Building a telephone number with special digits [Combinatorics]

Question

It's a bit easy question and I should feel ashamed for asking it, but I really don't know how to solve it. Consider a telephone number with the size of $7$. How many different telephone numbers that starts with the number $2$, can we build with the following numbers: $1,2,2,2,3,3,3$.

I understand that there is only one option for the first number (should be $2$). But how can I arrange the other numbers? I though of using the Multinomial coefficients, but I'm not sure.

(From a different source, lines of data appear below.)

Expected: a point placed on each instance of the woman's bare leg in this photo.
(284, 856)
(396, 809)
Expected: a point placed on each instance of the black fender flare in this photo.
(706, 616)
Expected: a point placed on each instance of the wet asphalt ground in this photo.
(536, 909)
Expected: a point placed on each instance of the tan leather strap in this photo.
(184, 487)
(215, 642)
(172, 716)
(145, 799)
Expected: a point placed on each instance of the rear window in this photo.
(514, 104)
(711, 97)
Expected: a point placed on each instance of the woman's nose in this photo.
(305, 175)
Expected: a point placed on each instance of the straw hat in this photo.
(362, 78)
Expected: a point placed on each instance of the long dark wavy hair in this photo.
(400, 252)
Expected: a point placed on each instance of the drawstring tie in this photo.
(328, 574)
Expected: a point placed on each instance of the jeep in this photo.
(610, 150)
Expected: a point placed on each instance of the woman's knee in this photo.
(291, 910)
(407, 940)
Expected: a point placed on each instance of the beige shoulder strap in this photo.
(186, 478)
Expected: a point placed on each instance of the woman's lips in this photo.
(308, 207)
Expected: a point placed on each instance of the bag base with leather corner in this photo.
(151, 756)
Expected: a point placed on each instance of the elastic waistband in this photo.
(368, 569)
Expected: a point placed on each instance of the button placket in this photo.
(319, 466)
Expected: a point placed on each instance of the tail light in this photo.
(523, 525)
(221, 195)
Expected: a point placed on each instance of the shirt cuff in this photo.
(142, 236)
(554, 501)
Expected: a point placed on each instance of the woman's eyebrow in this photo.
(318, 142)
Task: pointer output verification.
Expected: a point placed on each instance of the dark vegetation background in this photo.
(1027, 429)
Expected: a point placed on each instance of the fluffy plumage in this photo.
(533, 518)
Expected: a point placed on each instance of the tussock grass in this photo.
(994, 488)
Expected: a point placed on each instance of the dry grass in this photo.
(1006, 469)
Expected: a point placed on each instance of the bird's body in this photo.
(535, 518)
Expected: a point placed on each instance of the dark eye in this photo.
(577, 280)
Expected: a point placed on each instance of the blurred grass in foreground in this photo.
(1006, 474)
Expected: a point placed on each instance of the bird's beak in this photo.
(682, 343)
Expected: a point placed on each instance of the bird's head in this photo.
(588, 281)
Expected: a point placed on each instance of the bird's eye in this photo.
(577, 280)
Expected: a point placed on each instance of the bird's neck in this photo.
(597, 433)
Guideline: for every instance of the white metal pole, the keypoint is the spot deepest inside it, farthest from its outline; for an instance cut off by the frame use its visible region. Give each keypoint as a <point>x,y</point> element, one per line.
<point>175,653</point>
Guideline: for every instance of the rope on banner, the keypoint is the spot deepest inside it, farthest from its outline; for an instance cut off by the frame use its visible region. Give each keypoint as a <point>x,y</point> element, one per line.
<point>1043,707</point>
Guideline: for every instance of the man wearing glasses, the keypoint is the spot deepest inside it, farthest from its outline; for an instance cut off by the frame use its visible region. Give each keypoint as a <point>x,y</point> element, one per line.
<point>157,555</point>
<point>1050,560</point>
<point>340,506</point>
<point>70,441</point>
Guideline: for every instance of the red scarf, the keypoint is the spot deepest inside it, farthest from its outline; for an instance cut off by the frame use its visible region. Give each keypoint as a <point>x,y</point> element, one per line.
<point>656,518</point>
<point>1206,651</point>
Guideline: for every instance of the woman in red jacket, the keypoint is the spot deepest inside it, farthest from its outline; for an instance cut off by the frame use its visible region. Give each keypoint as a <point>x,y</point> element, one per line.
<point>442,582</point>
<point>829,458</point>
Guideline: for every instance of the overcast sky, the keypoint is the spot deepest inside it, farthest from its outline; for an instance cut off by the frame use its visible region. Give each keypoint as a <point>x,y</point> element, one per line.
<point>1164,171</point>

How can I solve this issue?

Answer 1

Once the first number is a $2$, we essentially have to figure out the remaining $6$ numbers out of the multiset $\{1,2,2,3,3,3\}$. Your intuition is correct that you can use multinomial coefficients, but let's demystify that:

We have $\binom{6}{3}$ ways of choosing where the $3$'s go; from there, we just have to choose where the place the two remaining $2$'s in the remaining three spots, so we have to multiply by $\binom{3}{2}$. If we'd like, we can also multiply by $\binom{1}{1}$, the number of ways to place the $1$. Then we get $$\binom{6}{3}\binom{3}{2} = \binom{6}{1,2,3}\,.$$

Answer 2

I'm going to phrase this in terms of symbols in a string, which you can convert to a more general problem.

Suppose you have $k$ symbols $a_1,a_2,...a_k$, such that there is an $\alpha_j$ number of $a_j$. Such that there are $A=\sum_{j=1}^k \alpha_j$ total characters in your string. The number of possible strings containing a $\alpha_1$ number of $a_1$ and an $\alpha_2$ number of $a_2$, etc, is $$\frac{A!}{\alpha_1! \alpha_2!...\alpha_k!}.$$

In your case we fix the first two and we wish to find the number of strings composed of 1, 2, 2, 3, 3, 3. This is $=\frac{6!}{1! \cdot 2! \cdot 3!}$.